If we preprocess the text and build a tire (basically a tree with 27 alphabets - worst case- at each level - best case is based on the words in the text ), we can take much less time. Traversing from the root to the end of the tire would give us all the words in the text. At each leaf we would have the (index of the locations where it can be found).
Here search would take the O(dm) (d - alphabet size, length of word - m )and is not dependent upon n. (implemented using linked list).
insertion/delete - O(dm)
space O(w) - w - size of unique strings in text.

compressed tire - obtained by compressing single node childs into one - by referencing to the original word - reduces the space complexity. space would be now - non matching character length of w unique words.

Suffix trie: Is a trie with all the suffixes of a text.
From the root we would have all the alphabets in the text, with all suffixes. (again these are compressed). the leaves would be holding the starting location of that suffix.
Order of creating suffix tree is O(n2).

Huffman trie: instead of fixed length encoding, we encode charecters with more repetition using smaller code - basically variable length encoding.
With variable length encoding problems can arise while decoding. we might not be uniquely able to identify the characters. To do this we need to ensure that all the characters follow "prefix rule - no character encoding is a prefix of another charechter encoding." 
encoding tire - can be creating using the 0/1 instead of alphabets. And then can be used to encode/ decode any text. To compress the text, we should have the letter with the highest repetetions to be the left most child of the encoding tire with out any children.
We construct the tree using the huff man encoding. Based on the weights we construct the tire. The letters with the least weights, form the leaves of the node at the last level. Then the next weighted character would become the right node of the next level with the earlier node as the left node .. and so on. And once the tire is formed, we give 0 to the right and 1 to the left edge of each node. For each character, reading out digits along its path would give its code.

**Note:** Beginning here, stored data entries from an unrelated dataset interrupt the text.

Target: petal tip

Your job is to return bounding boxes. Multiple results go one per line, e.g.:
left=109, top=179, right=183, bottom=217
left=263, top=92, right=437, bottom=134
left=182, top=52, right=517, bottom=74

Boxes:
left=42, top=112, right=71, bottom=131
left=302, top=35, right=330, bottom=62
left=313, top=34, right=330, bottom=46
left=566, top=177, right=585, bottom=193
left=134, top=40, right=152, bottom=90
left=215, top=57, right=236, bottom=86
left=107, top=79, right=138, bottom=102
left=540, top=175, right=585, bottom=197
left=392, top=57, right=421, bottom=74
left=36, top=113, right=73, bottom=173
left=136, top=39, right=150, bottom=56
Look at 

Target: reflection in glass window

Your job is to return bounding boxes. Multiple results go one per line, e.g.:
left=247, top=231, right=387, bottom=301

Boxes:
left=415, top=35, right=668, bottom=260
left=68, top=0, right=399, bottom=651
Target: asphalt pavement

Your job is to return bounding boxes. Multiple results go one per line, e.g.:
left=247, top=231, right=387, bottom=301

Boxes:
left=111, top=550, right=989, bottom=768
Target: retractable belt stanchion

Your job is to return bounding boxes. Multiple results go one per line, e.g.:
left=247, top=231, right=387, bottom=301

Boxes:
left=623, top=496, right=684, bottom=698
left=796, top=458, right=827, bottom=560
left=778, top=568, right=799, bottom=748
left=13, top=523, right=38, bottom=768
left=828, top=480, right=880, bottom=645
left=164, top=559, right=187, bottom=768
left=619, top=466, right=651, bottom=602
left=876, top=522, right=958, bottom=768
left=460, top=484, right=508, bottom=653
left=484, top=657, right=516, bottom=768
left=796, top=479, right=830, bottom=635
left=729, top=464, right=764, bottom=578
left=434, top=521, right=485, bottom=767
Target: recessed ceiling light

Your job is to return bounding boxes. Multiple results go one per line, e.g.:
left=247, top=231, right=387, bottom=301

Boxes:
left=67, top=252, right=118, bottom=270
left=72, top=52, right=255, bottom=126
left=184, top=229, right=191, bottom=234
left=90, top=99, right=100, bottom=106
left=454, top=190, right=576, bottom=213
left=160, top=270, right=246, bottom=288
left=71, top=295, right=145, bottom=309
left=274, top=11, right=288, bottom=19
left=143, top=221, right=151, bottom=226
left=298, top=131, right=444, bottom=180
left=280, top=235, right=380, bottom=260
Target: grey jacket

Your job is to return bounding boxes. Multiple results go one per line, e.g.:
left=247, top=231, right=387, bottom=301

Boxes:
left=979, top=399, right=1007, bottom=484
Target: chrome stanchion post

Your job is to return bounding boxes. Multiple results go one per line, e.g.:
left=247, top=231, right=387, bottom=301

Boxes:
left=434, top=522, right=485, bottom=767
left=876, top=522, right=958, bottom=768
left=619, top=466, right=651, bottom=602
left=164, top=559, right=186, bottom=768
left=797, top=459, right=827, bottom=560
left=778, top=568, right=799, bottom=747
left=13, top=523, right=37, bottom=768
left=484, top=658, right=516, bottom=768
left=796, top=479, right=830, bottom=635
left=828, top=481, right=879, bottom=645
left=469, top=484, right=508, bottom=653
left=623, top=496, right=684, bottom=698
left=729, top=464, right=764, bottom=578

Veritices - points/nodes of the graphs.
Edges - paths between the nodes.
Degree of a vertex: is the number of the edges that are incedent on the vertex. Sum of degree of vertices is twice the sum of edges in the graph.
Adjacent vertices are vertices connected via a edge.
Simple path: is a path between two vertices where no vertex is repeated once.
Cycle: is a path where last vertex is same as first vertex.
Graph is connected: If there is a path between every pair of vertices.
Subgraph: is a graph formed by taking some of the vertices and edges of a graph.
Connected component - is a maximal connected subgraph of a graph.

Tree: is a connected graph with out cycles.
complete graph: there is a edge between every pair of vertices.
A tree of n vertices has n-1 edges.

Spanning tree of a graph: Is a connected subgraph formed with all the nodes of a graph which is tree.

Euler tour: Is visiting all the nodes of the graph along the edges with out crossing each edge twice.
This is possible only if the graph has all the nodes with even degree. Except 2 nodes.
Graphs data structures:
Edge list: stores edges and vertices in two unordered sequences. And there are pointers from edges to vertices.
Adjacency list: Is a edge list along with each vertex having pointers to the list of its adjacent vertices.
Adjacency matrix: Here we have row and columns as the vertices and the edges are stored in side the matrix.

Graph searching algorithms:
For a graph we can determine the spanning tree rooted at a vertex. So for each node we determine its predecessor and distance from the root vertex.